Numbers aside, most people feel they could be and should be saving more. Even diligent savers may feel behind when they open recent account statements. The roller-coaster ride in the market in the past months has meant plenty of red ink for lots of employees.
And if you're someone who started saving late or had to ransack your retirement accounts because of unemployment or foreclosure concerns, catching up is top priority right now.
So how do you make up for losses and lost time?
Save more and spend less.
I know that sounds obvious and even slightly obnoxious, but bear with me. There are lots of sophisticated strategies that can help you do both of those things and feel more confident about your nest egg. Consider the following:
Don't Throw Your Money Away on Fees
This is a painless way to give your retirement accounts a boost. The average American household pays nearly $155,000 in 401(k) fees over the course of a lifetime, according to a recent report from Demos, a nonpartisan public policy group. Wouldn't you rather have that money in your account?
The mutual fund industry disputes these numbers, saying the amount paid in fees is actually much lower. Whoever is right, the fact remains that most investors are a bit clueless about fees. A recent survey from AARP revealed that 62% of 401(k) investors didn't know how much they were paying in fees, and 71% didn't know they were paying any fees at all!
That may change now that new disclosure regulations from the Department of Labor went into effect July 1. The new rules require financial companies to disclose fees and administrative costs to employers. In turn, employers are required to pass that information on to workers no later than August 30. (Disclosures must be made once a year after that date.)

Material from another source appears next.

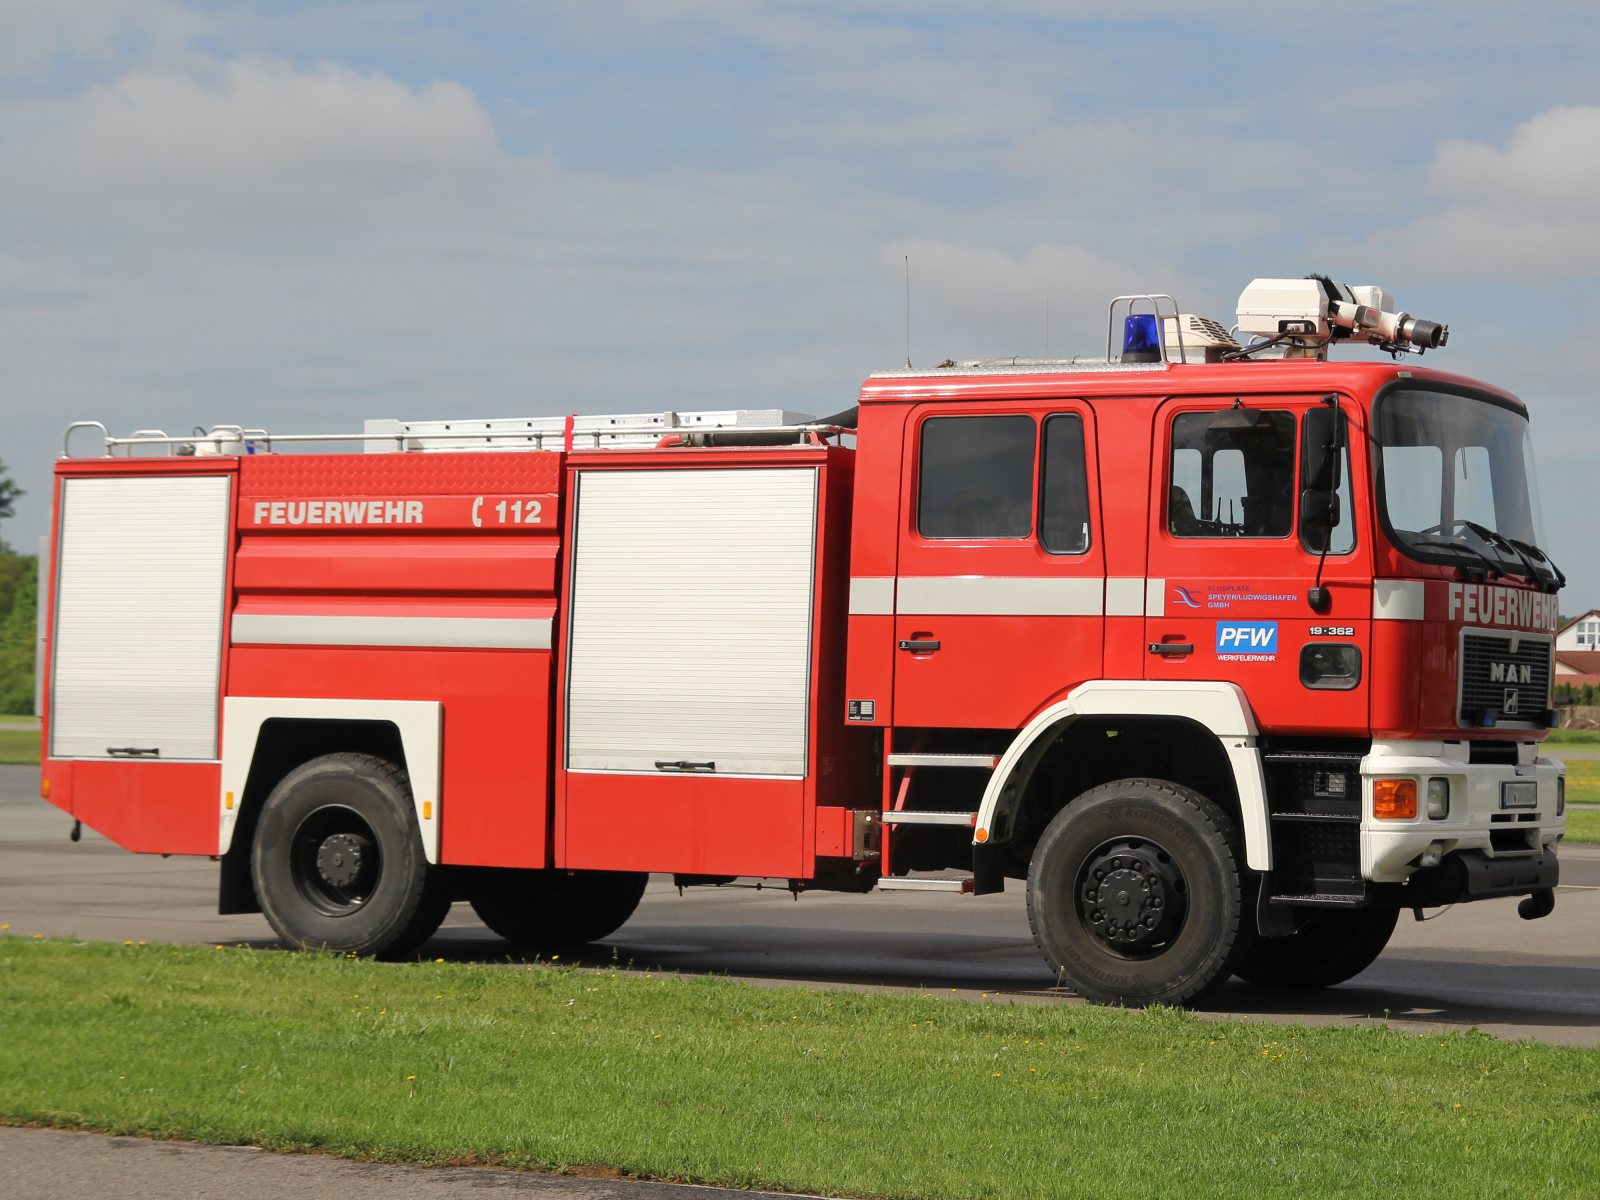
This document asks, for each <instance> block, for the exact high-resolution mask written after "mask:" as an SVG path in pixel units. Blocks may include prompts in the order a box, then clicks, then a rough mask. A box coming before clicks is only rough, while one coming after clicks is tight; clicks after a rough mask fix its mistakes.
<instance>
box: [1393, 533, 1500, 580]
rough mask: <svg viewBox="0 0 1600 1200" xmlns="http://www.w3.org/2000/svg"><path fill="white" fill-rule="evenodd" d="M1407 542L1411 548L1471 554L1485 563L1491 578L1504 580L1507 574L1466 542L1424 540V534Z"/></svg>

With more transparency, the thinking goes, employers, especially small firms, will be able to compare costs of competing plans more easily and employees will get a better sense of exactly what they are paying in fees.

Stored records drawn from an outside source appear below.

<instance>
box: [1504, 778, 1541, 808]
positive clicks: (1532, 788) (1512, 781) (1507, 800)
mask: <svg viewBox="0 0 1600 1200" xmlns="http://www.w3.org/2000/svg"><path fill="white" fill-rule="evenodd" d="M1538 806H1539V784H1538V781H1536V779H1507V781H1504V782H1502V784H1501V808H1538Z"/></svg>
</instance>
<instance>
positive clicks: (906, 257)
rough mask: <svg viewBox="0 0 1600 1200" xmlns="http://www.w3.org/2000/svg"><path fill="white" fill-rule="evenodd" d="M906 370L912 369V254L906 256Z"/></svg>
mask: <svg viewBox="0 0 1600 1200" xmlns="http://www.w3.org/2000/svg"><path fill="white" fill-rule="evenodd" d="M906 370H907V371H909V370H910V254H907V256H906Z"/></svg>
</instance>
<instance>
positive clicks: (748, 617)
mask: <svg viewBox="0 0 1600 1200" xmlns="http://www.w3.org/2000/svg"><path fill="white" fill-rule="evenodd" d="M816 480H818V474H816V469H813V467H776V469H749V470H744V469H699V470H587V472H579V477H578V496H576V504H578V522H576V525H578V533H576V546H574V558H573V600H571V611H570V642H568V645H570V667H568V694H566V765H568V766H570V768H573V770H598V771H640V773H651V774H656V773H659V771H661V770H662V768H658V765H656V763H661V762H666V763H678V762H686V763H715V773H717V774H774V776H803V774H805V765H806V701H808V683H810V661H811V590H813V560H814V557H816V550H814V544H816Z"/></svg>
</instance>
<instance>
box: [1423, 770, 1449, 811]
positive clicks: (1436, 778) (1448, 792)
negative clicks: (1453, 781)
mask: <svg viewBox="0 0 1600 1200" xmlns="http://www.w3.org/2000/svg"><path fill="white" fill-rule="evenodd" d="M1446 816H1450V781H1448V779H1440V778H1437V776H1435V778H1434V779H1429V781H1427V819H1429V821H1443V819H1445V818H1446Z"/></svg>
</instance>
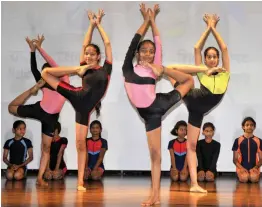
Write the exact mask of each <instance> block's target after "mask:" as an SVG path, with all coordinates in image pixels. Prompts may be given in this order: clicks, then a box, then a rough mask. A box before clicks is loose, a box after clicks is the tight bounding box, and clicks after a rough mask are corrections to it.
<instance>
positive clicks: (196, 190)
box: [189, 185, 207, 193]
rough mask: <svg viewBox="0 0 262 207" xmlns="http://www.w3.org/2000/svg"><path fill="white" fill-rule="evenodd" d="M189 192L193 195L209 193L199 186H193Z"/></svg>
mask: <svg viewBox="0 0 262 207" xmlns="http://www.w3.org/2000/svg"><path fill="white" fill-rule="evenodd" d="M189 191H190V192H193V193H207V190H205V189H203V188H201V187H200V186H199V185H193V186H191V188H190V190H189Z"/></svg>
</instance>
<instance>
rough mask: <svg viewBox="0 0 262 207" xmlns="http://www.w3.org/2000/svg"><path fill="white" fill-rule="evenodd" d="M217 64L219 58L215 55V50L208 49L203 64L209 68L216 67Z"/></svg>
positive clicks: (217, 62)
mask: <svg viewBox="0 0 262 207" xmlns="http://www.w3.org/2000/svg"><path fill="white" fill-rule="evenodd" d="M218 63H219V58H218V55H217V52H216V50H214V49H210V50H208V52H207V55H206V57H205V64H206V66H207V67H209V68H213V67H217V66H218Z"/></svg>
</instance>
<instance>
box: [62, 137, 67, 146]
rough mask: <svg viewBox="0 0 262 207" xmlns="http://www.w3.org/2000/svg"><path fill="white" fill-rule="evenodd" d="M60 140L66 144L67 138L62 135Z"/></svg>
mask: <svg viewBox="0 0 262 207" xmlns="http://www.w3.org/2000/svg"><path fill="white" fill-rule="evenodd" d="M61 142H62V144H64V145H67V143H68V140H67V138H65V137H63V138H62V139H61Z"/></svg>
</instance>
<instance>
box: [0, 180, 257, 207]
mask: <svg viewBox="0 0 262 207" xmlns="http://www.w3.org/2000/svg"><path fill="white" fill-rule="evenodd" d="M35 179H36V177H35V176H29V177H28V178H27V180H24V181H16V182H12V181H6V179H5V178H4V177H2V179H1V188H2V190H1V191H2V192H1V197H2V198H1V199H2V200H1V204H2V205H1V206H57V207H58V206H61V207H62V206H80V207H82V206H83V207H108V206H110V207H111V206H112V207H114V206H123V207H133V206H140V202H141V201H143V200H145V199H146V198H147V196H148V195H149V188H150V177H147V176H144V177H137V176H132V177H128V176H124V177H120V176H107V177H105V178H104V179H103V180H102V181H88V182H86V184H85V185H86V187H87V191H86V192H77V191H76V183H77V179H76V176H67V177H66V179H65V181H53V182H50V184H49V187H48V188H47V189H43V188H37V187H36V185H35ZM200 185H201V186H202V187H204V188H206V189H207V190H208V191H209V193H208V194H206V195H205V194H196V193H189V192H188V189H189V186H188V184H187V183H171V182H170V179H169V178H168V177H163V178H162V180H161V197H160V198H161V205H158V206H252V207H253V206H258V207H261V206H262V179H260V183H258V184H251V183H248V184H242V183H239V182H238V181H237V180H236V179H235V177H234V176H221V177H218V178H217V180H216V182H215V183H200Z"/></svg>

"This new disclosure is a big deal," says Bill Harris, CEO of Personal Capital, an online financial adviser service. "Unfortunately, the information will still be confusing and hard to find."
Still, advises Harris, keep your eye out for notifications from your employer, and take the time to wade through the fine print so you can compare costs of the various options in your 401(k). Several news and financial advice organizations, including Harris' Web site (
) plan to post calculators and other tools that will help individuals figure out how much they are paying in fees once the data is available.
Think Beyond Retirement Accounts
Most people think if they max out their 401(k)s (and get their employers' matching contributions) and contribute to their IRAs on top of that, they've done enough. Doing both is great, but in most cases you'll need to save even more.
"We all get hung up on retirement money being only in tax-advantaged retirement accounts, but the reality is we need good old-fashioned savings too, even if it is in something that isn't called a retirement account," says Adam Leone, a certified financial planner at Modera Wealth Management.
Leone suggests the time honored strategy of paying yourself first. Just as you never lay a hand on the money that goes into your 401(k), set up a direct deposit into your taxable retirement account to make sure you actually put the money away. Stick with low-cost index funds and ETFs and stocks bought through discount brokerage firms to keep costs low, says Leone.
And keep in mind that taxable retirement savings accounts are a good way to diversify your investments into sectors such as real estate and energy that aren't routinely offered in most employer 401(k) options.
Master Limited Partnerships, for instance, can be a great high-yield retirement investment, but they are a lousy retirement account investment because of the tax treatment.
"You can use your after-tax retirement savings to truly diversify your nest egg," says Leone.
In case you haven't heard, 70 is the new 65. Working full or part time past the traditional retirement age can give your retirement stash a double boost.
You won't be dipping into your savings to live, and you'll be continuing to contribute to your savings.
You'll see even more of an advantage if you hold off on taking Social Security payments. Signing up at age 70 vs. age 62, (when you are allowed to take early payments) increases your monthly check by an estimated 76%! What's more, the annual cost-of-living adjustment is made on the larger dollar amount each year, giving late claimers another advantage. The bigger check can make a difference when it comes to making ends meet each month and preserving your nest egg.